監督:よく聞かれる質問ですね。こういう内容の作品だと、社会派の作品として描かれることが多いのですが、違ったやり方をしてみたいと思ったのです。私自身シンガポールに住んでいるのですが、シンガポールが夢のように思えてくるんです。シンガポールは繁栄しているから夢の街だ、ということはもちろんよく言われることですが、シンガポール自体が国をどんどん作り直している感じがするんですね。そこで生きているのは、ふわふわした感じがして、まるで夢の中で生きているような感覚がある。もちろん、シンガポールが埋め立て地だからふわふわしているということもありますが。労働者の人たちに話を聞いてみると、シンガポールは夢のような場所だ、とよく言われました。私自身の立場としては刑事の立場に近いと言え、地元の人間と外国からの労働者たちとではやっぱり違ってきます。でも、みんな夢の世界を見ている、その夢を通してみんなは繋がっている、という感じがするのです。それぞれの意識は違っていても、みんなは夢で繋がっているんですね。
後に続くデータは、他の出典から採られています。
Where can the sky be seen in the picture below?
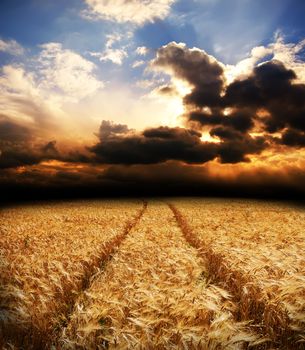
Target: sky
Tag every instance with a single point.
(197, 96)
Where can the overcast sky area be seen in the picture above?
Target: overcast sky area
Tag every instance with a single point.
(127, 95)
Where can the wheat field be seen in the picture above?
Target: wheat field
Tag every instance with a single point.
(152, 274)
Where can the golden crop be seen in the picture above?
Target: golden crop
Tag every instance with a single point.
(48, 253)
(190, 274)
(257, 251)
(154, 295)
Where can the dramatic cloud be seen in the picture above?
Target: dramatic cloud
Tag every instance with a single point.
(195, 67)
(119, 145)
(18, 146)
(267, 101)
(134, 11)
(11, 47)
(67, 71)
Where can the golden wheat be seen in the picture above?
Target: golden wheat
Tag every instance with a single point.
(257, 251)
(154, 295)
(48, 253)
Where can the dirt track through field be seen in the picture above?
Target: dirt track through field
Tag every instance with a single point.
(153, 294)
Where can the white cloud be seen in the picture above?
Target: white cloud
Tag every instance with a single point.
(279, 50)
(67, 72)
(137, 64)
(41, 93)
(11, 47)
(115, 55)
(142, 50)
(133, 11)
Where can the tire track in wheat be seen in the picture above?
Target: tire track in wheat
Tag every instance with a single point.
(153, 295)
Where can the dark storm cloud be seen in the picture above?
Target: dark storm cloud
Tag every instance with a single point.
(203, 72)
(154, 145)
(157, 145)
(270, 88)
(241, 119)
(18, 146)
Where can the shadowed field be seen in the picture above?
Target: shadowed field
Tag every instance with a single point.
(170, 274)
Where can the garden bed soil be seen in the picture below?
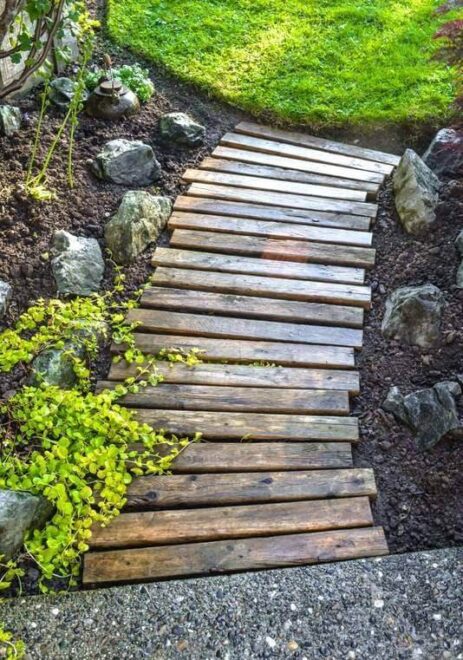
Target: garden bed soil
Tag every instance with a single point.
(418, 492)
シンガポールで生きる、という経験を同じように味わっているわけです。

撮影監督:中国語のタイトルも「幻土」というのですが、マイノリティという意味があります。シンガポールとは何か、と問われると、「テーマパーク」です、と答えますね。ホテルにチェックイン&アウト、というような感覚で暮らしているんです。あの刑事は何にも属さない存在で、夢の中にいる、というのがメタファーになっています。今回の撮影は、シンガポールだけでなくマレーシアでもずいぶん撮影しています。シンガポールでは許可が取れなかったところをマレーシアで撮ったりしてるんですが、ランドスケープがきれいに見えるところはマレーシアでだいたい撮っていますね。それも含めて、監督が夢見るシンガポールになっているのでは、と思います。

監督:その通りですね。シンガポールにもかつて山があったけれど、すべて切り崩されてしまい、今のシンガポールは平坦な土地になってしまいました。シンガポールにない風景をほかで撮ったりして、いろんなロケーションをミックスした作品になりました。例えば、シンガポールの風景を船から撮影していて、その後船を下りたところはマレーシアで撮ったりしています。沿岸警備隊が来たら捕まるかも知れないとびくびくしながら撮影したんですが、それがドキュメンタリータッチを生んでいると思います。私はもともとドキュメンタリーを撮っていて、前作は半分はドキュメンタリーなんですが、自分を半分ドキュメンタリー作家だと思って撮っているところがあります。出演してくれた労働者の人たちも、主役以外はみんな本物の外国人労働者の人たちです。


『幻土』はロカルノ映画祭では金豹賞を受賞。映画の冒頭では、それを讃えて黄金の豹が画面に現れます。22日(木)にも上映がありますので、ご興味がおありの方は公式サイトでスケジュールをご確認のうえ、ぜひお運び下さい。